Iran, America and spying

Out of the shadows

Iran accuses America of kidnap and torture

JUST as America’s spy-catchers were basking in glory for having nabbed 12 Russian agents, another scandal was breaking with a different spin. An Iranian nuclear scientist, Shahram Amiri, has returned home claiming that American agents kidnapped him.

American officials say that Mr Amiri was a willing defector who has returned home at his own wish, having, according to the Washington Post, received $5m for information. For his own and his family’s safety, Mr Amiri may well wish to stress that his disappearance from Iran, perhaps with secrets about its suspected nuclear-weapons programme, was involuntary. Another possibility, with cold-war echoes, is that Mr Amiri was a fake: loyal to his government all along, and on a mission to find out America’s unanswered questions about Iran.

Whichever version (if any) is true, the story will give comfort to those who see American talk of human rights as self-serving prattle. Mr Amiri vanished during a visit to Saudi Arabia in June 2009. In June Iranian television broadcast a shaky video purportedly made by Mr Amiri at an internet café in Tucson, Arizona, in which he claimed to have been abducted and drugged by American and Saudi agents. In another, smoother video shortly afterwards, he said he was studying happily for a doctorate at an unnamed American university. Then in a third video he denounced the second one and said he was on the run.

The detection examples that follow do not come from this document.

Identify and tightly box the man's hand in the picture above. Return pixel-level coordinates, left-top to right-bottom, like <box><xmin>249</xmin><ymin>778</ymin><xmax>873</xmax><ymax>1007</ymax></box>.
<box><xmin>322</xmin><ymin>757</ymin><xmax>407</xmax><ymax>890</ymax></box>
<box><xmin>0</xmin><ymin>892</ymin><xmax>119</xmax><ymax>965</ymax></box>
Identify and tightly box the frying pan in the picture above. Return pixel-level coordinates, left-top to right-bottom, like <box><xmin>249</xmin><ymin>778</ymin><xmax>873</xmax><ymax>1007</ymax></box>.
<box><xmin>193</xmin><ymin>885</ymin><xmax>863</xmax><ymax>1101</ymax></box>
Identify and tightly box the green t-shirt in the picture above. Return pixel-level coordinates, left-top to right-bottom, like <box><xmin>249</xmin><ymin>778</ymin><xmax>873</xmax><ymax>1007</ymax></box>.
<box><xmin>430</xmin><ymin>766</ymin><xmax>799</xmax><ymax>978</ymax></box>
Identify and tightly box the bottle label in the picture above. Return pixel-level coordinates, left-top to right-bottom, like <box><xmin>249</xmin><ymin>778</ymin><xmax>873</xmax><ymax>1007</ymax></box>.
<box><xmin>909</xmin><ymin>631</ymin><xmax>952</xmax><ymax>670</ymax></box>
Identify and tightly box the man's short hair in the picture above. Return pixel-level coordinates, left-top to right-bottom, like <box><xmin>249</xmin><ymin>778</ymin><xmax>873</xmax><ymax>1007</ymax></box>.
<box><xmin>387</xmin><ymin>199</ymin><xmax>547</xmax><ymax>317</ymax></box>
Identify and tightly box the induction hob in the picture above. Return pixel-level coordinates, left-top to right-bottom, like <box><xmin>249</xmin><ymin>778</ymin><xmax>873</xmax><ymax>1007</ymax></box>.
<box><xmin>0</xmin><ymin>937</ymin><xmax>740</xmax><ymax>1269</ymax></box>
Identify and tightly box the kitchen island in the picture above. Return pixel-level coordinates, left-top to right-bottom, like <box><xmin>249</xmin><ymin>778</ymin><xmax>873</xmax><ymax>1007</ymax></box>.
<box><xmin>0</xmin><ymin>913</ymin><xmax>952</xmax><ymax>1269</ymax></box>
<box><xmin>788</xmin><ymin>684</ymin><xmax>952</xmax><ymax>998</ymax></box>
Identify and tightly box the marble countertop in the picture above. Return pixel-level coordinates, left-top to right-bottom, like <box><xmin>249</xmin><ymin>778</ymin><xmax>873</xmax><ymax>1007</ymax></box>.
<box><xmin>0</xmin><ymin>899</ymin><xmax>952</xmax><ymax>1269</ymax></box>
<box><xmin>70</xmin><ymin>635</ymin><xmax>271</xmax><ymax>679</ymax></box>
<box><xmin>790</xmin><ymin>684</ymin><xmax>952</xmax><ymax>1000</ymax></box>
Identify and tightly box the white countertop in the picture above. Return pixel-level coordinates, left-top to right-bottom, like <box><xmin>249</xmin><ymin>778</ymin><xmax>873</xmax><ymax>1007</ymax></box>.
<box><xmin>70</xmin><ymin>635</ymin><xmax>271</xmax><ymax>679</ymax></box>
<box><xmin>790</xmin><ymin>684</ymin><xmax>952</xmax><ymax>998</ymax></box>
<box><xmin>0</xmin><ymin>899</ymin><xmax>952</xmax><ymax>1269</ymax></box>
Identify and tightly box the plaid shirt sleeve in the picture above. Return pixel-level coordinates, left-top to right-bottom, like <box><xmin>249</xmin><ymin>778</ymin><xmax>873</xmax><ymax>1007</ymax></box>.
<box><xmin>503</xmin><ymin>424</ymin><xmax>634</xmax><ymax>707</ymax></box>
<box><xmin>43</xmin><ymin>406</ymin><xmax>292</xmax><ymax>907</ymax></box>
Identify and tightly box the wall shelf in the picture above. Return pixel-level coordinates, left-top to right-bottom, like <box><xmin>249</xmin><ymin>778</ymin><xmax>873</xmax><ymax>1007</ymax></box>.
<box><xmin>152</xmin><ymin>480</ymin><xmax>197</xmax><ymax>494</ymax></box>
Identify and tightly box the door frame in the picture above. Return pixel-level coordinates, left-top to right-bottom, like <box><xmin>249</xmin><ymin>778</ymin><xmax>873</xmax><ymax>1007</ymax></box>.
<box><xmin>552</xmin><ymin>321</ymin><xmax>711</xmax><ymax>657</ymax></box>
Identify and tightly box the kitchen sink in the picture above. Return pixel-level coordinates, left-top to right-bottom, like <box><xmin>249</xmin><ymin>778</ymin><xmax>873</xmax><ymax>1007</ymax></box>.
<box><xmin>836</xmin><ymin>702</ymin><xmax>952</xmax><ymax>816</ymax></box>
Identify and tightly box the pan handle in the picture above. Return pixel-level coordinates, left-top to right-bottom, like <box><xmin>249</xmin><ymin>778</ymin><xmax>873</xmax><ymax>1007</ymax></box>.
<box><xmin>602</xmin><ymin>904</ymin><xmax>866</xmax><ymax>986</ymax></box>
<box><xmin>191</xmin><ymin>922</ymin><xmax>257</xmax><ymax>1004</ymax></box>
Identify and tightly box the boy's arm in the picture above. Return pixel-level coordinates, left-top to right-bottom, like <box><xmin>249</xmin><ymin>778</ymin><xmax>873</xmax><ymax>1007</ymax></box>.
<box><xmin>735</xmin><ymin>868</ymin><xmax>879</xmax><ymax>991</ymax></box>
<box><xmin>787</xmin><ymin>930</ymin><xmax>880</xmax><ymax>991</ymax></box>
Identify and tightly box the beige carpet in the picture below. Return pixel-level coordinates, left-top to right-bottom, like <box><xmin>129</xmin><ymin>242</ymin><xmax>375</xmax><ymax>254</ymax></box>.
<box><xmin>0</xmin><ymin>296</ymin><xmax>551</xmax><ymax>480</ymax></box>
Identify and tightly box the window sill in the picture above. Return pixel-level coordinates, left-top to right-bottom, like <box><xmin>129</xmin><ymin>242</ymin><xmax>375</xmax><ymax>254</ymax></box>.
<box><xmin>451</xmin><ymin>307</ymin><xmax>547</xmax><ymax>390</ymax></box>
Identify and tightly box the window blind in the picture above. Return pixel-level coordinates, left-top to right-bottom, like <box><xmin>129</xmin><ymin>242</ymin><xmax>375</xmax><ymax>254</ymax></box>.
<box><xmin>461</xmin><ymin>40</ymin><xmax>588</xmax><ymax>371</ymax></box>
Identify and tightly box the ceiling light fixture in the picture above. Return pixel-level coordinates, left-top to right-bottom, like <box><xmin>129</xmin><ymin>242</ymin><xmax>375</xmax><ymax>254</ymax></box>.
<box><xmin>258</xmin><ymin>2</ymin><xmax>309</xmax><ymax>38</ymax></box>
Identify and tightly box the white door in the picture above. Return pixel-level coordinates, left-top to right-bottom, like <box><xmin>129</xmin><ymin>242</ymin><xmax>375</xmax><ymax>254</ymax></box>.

On July 12th Mr Amiri appeared at Pakistan’s embassy in Washington, DC, which represents Iranian interests in America, demanding help with his return home. He now says that American agents offered him $10m to denounce Iran’s nuclear-weapons programme on television and $50m to remain in the United States. When he refused to co-operate, he says, he was resettled in Tucson, free to move but under constant surveillance. When he made his first video, he had fled his furious minders.

America, Israel and others are working to uncover and hamper Iran’s nuclear programme; in January, an Iranian physicist said to be closely linked to it was mysteriously blown up in Tehran. Mr Amiri’s strange odyssey, Iranian jubilation and American embarrassment are all, somehow, part of this secret war.